One of the most fascinating scientific stories that has been told to me is the discovery of a kind of internal clock specific to bees, allowing them to sense time passing. This story was reminded to me recently by Tom Lum, a researcher from the Scratch Foundation in New York (USA) who works on the perception of time.
In 1929, Ingeborg Beling (1904-1988) German ethologist and her colleagues wondered if bees were able to detect the passage of time. With a first fairly simple experiment: they took a hive in front of which they placed sugar water daily, at the same time (4 p.m. sharp). After a while, they stopped handling them before noticing that the apoid insects still came out of their shelter every day at 4 p.m., so without the presence of sugar water. For them, no doubt: bees do have an internal clock. A conclusion may be a bit quick, other factors could explain this regularity, for example, the position of the Sun in the sky which would help them to orient themselves.
To verify this hypothesis, the German scientists therefore reproduced the experiment, but this time in complete darkness. Same outcome: the bees still came out at 4 p.m., which surely confirmed that they have this ability to measure time. Not so fast! Other factors put forward include the possibility that the insects simply sense the differences in heat over the course of a day, which would lead them to such punctuality. It took a few years, precisely in 1932, for another Munich team, led by Oskar Wahl, to repeat the experiment, but this time underground and in a salt mine. No light, no heat, nothing. And again, they continued to come out at the same time! End of the discussion ? Were we sure that bees perceive the passage of time? The riddles of nature that may seem trivial sometimes remain mysterious for a long time.

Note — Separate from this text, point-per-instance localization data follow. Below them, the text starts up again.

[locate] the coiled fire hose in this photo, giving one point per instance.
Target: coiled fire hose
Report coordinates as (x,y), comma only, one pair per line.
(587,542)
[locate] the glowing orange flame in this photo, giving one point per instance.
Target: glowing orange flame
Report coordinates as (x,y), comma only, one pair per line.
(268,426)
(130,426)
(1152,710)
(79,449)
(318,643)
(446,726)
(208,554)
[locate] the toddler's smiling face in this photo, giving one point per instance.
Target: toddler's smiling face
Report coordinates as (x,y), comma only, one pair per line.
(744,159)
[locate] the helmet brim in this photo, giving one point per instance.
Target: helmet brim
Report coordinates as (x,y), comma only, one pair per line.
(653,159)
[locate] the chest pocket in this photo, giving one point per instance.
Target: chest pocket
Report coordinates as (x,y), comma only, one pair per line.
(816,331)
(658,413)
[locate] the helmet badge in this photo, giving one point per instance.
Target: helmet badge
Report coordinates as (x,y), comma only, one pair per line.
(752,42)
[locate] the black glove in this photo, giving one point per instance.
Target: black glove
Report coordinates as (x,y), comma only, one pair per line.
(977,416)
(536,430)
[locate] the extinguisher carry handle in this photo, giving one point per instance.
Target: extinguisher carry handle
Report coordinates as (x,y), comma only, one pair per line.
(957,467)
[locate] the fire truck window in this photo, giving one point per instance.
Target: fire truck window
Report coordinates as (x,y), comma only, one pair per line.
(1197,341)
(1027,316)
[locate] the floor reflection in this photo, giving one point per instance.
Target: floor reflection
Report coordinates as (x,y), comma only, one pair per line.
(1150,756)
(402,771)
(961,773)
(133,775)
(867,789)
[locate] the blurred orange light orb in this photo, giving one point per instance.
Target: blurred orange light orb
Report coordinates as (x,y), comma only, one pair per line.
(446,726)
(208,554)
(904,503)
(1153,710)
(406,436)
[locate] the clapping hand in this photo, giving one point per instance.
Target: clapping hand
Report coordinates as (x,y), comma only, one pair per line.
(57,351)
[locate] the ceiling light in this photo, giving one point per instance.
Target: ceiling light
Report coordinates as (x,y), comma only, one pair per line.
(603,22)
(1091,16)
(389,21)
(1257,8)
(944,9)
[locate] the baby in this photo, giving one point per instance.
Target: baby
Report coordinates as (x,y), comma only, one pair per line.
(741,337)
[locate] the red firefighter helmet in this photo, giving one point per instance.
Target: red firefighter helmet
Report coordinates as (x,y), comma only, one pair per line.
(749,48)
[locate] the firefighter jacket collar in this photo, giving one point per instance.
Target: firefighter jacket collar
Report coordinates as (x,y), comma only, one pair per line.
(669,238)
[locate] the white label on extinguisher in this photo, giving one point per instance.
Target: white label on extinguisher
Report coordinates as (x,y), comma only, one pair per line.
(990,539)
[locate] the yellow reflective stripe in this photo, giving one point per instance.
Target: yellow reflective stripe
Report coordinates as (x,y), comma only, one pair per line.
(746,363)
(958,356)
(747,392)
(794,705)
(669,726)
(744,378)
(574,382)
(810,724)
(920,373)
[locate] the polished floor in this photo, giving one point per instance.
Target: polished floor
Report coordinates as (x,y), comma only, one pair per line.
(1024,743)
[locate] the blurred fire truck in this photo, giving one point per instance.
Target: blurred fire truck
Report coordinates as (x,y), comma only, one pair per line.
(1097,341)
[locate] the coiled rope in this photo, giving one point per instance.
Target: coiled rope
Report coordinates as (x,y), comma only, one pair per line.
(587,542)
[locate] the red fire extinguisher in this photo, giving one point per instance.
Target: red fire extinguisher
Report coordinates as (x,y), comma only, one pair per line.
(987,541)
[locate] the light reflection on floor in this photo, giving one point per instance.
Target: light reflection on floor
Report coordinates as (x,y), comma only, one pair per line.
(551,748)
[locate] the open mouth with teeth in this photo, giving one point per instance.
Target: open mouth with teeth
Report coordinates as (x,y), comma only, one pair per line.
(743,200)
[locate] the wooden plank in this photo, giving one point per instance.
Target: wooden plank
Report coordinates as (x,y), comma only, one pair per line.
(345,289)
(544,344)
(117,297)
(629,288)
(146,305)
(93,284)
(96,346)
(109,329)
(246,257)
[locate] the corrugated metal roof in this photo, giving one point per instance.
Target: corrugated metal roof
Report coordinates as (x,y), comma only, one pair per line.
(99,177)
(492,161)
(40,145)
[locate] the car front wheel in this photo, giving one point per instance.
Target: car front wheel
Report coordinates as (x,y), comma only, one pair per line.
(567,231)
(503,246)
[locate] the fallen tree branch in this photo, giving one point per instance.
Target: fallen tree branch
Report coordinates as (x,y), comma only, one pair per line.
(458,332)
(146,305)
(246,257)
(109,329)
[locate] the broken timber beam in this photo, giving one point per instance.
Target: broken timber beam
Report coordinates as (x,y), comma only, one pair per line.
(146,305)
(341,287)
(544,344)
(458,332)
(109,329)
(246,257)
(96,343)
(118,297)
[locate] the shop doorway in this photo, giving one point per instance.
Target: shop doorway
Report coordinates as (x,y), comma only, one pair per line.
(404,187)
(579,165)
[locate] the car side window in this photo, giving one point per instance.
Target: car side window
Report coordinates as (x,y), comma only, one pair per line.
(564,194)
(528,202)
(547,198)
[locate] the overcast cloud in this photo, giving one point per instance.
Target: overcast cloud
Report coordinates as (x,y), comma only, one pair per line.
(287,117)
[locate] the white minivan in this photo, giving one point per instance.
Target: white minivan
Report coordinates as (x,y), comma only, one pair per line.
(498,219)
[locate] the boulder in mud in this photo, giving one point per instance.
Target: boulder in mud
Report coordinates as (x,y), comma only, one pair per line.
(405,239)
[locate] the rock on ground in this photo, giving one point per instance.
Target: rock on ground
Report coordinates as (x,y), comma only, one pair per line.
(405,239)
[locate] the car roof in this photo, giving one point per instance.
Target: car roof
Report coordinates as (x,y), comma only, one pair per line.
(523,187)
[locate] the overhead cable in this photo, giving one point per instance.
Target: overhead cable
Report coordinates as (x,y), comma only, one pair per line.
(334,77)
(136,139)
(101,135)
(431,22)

Limited offer. 2 months for 1€ without commitment
–
Bees and their internal clock
Skeptics continued to push the cork: don’t the little workers react like this because they are measuring the rotation of the Earth, even a magnetic field? It was with the democratization of air transport in 1960 that Max Renner, still from the University Institute of Zoology in Munich, had a bright idea: he too trained bees to leave their hive at 4 p.m. but in Paris for make the same observation (with or without sugar water), then he brought it by plane to… New York. Result ? The little beasts did not lose their regularity as they ventured outside but this time at 10 am. In short, they were “jet laggées”! And in this way, no one today disputes the idea that they have an internal clock.
–
If I had fun describing these experiments in detail, it’s because recently, a perception of science has set in, describing it as cold, methodical and unemotional. The scientist is described as a technocrat and a prisoner of his tools. On the contrary, with this little story drawn from ethology, I would like to re-enchant the vision of the scientific method because all these works reveal its own essence: curiosity, inventiveness, fascination with nature. Isn’t it necessary a certain abnegation to carry out these experiments, to rent a salt mine or to borrow planes? The scientist is not a cold-blooded animal and, on the contrary, can be a real poet in his approach by carrying out an almost artisanal work of repeating evidence. Likewise, he’s going to spend a hell of a time explaining gravity when we all have an intuitive sense of how it works: if I throw something up in the air, it’s going to fall down. And do we really need poets to describe what love is or to put into words the emotions we feel in front of the beauty of nature? Not really. What the poet and the scientist are trying to do is to describe the world around us in such an absolute way that it cannot be denied. Both deserve to go down in the history books for these revelations. And, beautiful irony, in the end, it is nature that “wins” from their work.